Universidade da Pensilvânia

Data

terça-feira, 25 outubro 2022 17:25

Áreas

Nutrição Clínica. Nutrição Coletividades. Saúde Pública

O trabalho da Dra. Janet Chrzan está na interseção da nutrição e da antropologia. “Estou interessada em como nossos mundos sociais canalizam escolhas alimentares que contribuem para os resultados de saúde”, disse a Dra. Chrzan, professora assistente adjunta da Escola de Enfermagem da Penn e do Departamento de Antropologia da Escola de Artes e Ciências.

No passado, ela estudou e escreveu sobre assuntos como agricultura orgânica e consumo de álcool. Recentemente, ela publicou um livro sobre dietas da moda com a colega e professora de psicologia Dra. Kima Cargill, da Universidade de Washington, Tacoma. “Essas dietas não são realmente sobre a comida”, disse a Dra. Chrzan. “Elas são sobre identidade, status, controle e transformação. Elas têm poder porque acreditamos que cumprirão nossos desejos de auto-aperfeiçoamento.”

A seguir está um trecho desse livro, ‘Anxious Eaters: Why We Fall for Fad Diets‘ [‘Comensais ansiosos: por que nos apaixonamos por dietas da moda’] publicado em agosto de 2022 pela Columbia University Press.

Você já ouviu falar delas e pode ter um ou mais amigos com elas; talvez você esteja em uma você mesmo. Com essas dietas, você limita drasticamente certos alimentos porque deseja perder peso, evitar doenças, redefinir seu corpo, comer uma dieta biologicamente ideal para nossa espécie ou “viver sua melhor vida”. Elas vêm e vão, ganhando e perdendo popularidade em um ciclo social um tanto previsível e mudando de nome – se não de práticas – à medida que novos defensores redescobrem e capitalizam em sua recriação da nova e velha mania. Uma década pode abjurar as gorduras, a próxima vive com medo dos carboidratos.
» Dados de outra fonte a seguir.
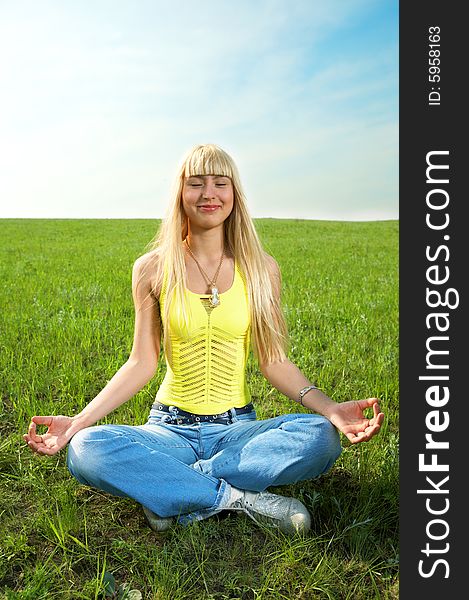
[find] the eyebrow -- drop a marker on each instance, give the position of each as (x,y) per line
(204,176)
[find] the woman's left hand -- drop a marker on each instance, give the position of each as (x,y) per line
(349,418)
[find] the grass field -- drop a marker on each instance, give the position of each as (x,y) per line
(66,326)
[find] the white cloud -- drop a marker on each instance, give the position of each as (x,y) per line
(99,100)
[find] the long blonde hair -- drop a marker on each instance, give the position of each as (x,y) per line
(268,327)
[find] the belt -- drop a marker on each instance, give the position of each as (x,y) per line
(182,417)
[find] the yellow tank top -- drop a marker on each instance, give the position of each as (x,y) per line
(206,368)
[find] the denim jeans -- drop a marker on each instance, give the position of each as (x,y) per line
(187,470)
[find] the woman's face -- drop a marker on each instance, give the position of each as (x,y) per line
(207,200)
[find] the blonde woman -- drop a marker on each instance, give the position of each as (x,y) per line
(206,294)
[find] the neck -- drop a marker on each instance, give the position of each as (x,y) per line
(206,243)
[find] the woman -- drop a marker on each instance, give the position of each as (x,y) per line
(208,291)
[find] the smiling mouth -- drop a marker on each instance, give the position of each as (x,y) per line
(209,207)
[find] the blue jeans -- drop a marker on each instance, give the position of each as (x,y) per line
(188,470)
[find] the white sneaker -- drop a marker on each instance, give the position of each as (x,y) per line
(287,514)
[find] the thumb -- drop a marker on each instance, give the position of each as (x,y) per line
(43,420)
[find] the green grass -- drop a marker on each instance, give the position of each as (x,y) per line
(66,325)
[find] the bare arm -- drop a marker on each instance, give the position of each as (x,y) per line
(134,374)
(348,417)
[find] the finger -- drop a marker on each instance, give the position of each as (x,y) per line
(42,420)
(32,432)
(354,438)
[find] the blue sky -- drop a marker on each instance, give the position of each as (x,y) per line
(99,101)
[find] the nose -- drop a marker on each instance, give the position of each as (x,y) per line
(209,190)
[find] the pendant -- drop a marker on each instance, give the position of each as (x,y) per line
(214,298)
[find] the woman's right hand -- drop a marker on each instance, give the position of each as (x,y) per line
(60,430)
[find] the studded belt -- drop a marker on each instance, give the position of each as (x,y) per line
(182,417)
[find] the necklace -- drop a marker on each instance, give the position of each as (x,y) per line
(211,282)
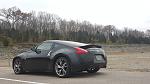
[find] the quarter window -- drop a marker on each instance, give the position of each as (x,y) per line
(45,46)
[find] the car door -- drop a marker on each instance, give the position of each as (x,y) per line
(39,58)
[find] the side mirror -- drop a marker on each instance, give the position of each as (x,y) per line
(38,51)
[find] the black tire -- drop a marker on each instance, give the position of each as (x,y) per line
(62,67)
(93,69)
(17,66)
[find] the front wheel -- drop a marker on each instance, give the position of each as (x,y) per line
(62,67)
(93,69)
(17,66)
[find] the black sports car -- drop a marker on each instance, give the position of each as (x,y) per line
(61,57)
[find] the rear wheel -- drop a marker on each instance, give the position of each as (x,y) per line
(62,67)
(17,66)
(93,69)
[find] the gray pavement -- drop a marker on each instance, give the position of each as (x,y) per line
(102,77)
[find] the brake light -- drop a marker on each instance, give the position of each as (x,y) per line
(80,51)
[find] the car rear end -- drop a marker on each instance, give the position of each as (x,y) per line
(91,56)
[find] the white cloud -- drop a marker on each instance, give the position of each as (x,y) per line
(128,13)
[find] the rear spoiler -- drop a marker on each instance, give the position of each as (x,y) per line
(90,46)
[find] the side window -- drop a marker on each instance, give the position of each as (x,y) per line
(45,46)
(58,46)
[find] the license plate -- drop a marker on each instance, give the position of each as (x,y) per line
(99,58)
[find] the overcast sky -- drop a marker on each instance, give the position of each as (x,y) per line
(121,13)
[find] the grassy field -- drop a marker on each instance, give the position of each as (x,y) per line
(120,57)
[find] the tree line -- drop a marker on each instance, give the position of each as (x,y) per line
(21,27)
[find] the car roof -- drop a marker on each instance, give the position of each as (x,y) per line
(68,43)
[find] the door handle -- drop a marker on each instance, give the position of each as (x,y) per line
(49,53)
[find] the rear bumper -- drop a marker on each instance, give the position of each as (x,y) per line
(86,66)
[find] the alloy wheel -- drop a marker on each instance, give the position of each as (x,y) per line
(61,67)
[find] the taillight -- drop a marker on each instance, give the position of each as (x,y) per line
(80,51)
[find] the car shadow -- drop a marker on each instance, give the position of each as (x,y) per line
(73,75)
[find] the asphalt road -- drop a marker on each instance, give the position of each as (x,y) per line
(102,77)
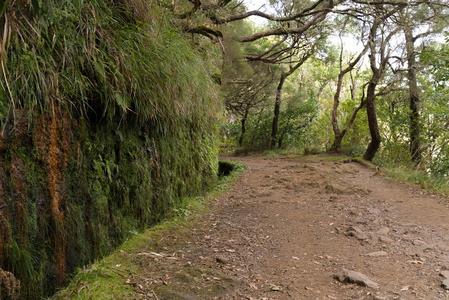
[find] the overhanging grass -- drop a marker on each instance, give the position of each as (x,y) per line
(106,279)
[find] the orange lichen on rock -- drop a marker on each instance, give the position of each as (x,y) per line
(9,285)
(52,140)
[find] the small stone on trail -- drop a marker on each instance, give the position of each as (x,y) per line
(353,230)
(445,274)
(222,260)
(347,276)
(383,231)
(377,254)
(445,284)
(385,239)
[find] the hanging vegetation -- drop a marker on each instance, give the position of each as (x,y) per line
(107,121)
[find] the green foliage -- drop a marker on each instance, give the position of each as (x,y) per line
(104,280)
(100,60)
(140,131)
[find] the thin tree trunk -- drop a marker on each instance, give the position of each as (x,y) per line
(277,103)
(277,109)
(338,133)
(415,130)
(243,131)
(372,122)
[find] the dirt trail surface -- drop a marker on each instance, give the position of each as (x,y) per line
(289,227)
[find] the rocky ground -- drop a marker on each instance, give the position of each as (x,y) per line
(306,228)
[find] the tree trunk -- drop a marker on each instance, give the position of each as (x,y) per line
(338,133)
(372,122)
(243,131)
(338,139)
(415,130)
(277,109)
(277,104)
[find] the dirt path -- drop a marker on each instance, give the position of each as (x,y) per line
(289,225)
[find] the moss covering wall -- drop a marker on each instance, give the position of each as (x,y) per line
(108,121)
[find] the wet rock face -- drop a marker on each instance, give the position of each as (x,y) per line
(71,191)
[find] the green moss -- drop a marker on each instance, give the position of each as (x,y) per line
(132,107)
(107,278)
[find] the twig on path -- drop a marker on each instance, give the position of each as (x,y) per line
(154,294)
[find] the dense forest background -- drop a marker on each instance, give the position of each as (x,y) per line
(113,111)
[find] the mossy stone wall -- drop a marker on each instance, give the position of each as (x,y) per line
(71,191)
Você já ouviu falar deles e pode ter um ou mais amigos com eles; talvez você mesmo esteja em um. Com essas dietas, você limita drasticamente certos alimentos porque quer perder peso, evitar doenças, redefinir seu corpo, comer uma dieta biologicamente ideal para nossa espécie ou “viver sua melhor vida.” Eles vêm e vão, ganhando e perdendo popularidade em um ciclo social um tanto previsível e mudando nomes, se não práticas, à medida que novos defensores redescobrem e capitalizam sua recriação da nova e velha mania. Uma década pode renunciar gorduras, a próxima vive com medo de carboidratos.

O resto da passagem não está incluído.